In the wake of a hard-hitting report from real estate firm Savills which indicated that 185m sq ft of all retail space in the UK could soon become ‘unlettable’ (1), there has been a further wake-up call about the imminent enhancements to the UK’s Minimum Energy Efficiency Standards (MEES).
As initially introduced in 2015, the MEES specified that property owners or landlords could not grant a tenancy to new or existing tenants of properties with an Energy Performance Certificate (EPC) rating of F or G – the categories considered as being ‘sub-standard’.
But the new measures coming into effect on 1 April 2023 mean that it will also be unlawful to continue to let properties with an F or G EPC rating. Consequently, all let commercial properties will need to have a minimum rating of E; those falling below will require all cost-effective energy efficiency improvements defined by MEES to be undertaken by the deadline.
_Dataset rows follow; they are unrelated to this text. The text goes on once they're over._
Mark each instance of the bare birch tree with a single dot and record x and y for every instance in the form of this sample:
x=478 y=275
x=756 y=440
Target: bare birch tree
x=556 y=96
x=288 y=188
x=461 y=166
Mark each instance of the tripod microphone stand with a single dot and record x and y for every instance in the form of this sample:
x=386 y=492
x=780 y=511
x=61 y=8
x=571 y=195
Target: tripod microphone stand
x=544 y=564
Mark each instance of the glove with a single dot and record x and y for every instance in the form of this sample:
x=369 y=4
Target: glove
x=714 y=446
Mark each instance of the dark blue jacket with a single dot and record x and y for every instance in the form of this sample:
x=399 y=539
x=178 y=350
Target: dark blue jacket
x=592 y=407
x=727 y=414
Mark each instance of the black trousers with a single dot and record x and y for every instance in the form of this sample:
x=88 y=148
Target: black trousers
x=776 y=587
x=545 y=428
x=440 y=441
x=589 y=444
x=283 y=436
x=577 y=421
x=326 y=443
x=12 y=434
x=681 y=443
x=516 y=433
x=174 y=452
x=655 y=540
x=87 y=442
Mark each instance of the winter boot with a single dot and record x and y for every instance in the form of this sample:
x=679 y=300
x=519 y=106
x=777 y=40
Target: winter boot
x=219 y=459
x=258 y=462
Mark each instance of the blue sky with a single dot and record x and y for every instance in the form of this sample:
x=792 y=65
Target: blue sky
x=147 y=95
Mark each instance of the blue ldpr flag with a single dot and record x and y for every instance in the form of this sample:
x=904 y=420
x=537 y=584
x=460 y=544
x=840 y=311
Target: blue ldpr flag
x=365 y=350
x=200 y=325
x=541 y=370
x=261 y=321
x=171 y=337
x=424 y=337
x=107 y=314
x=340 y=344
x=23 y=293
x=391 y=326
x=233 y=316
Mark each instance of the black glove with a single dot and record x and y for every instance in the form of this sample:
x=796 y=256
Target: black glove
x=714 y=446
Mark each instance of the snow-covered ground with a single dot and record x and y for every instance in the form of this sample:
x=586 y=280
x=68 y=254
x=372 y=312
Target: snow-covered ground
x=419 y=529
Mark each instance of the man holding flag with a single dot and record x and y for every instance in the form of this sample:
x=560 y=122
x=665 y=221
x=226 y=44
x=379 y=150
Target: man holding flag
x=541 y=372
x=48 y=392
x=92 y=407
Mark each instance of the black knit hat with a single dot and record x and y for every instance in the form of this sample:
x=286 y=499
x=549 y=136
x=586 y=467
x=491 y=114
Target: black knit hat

This prospect had already been causing a wave of concern across the UK’s commercial property sector, with the Savills report highlighting the challenge of upgrading the 150m sq ft of ‘at risk’ space which is the responsibility of smaller investors. This type of property is often the subject of fragmented ownership and is in locations where other other occupational challenges exist.
‘Get works done and get it right’
Now a new study by BNP Paribas Real Estate has turned a particular spotlight on the worrying implications for commercial stock in inner London. Under the changes being implemented on 1 April, it is suggested that 8% of properties could become unlawful for new lettings and unlawful to let if they are not brought up to the standard of the new MEES requirements (2).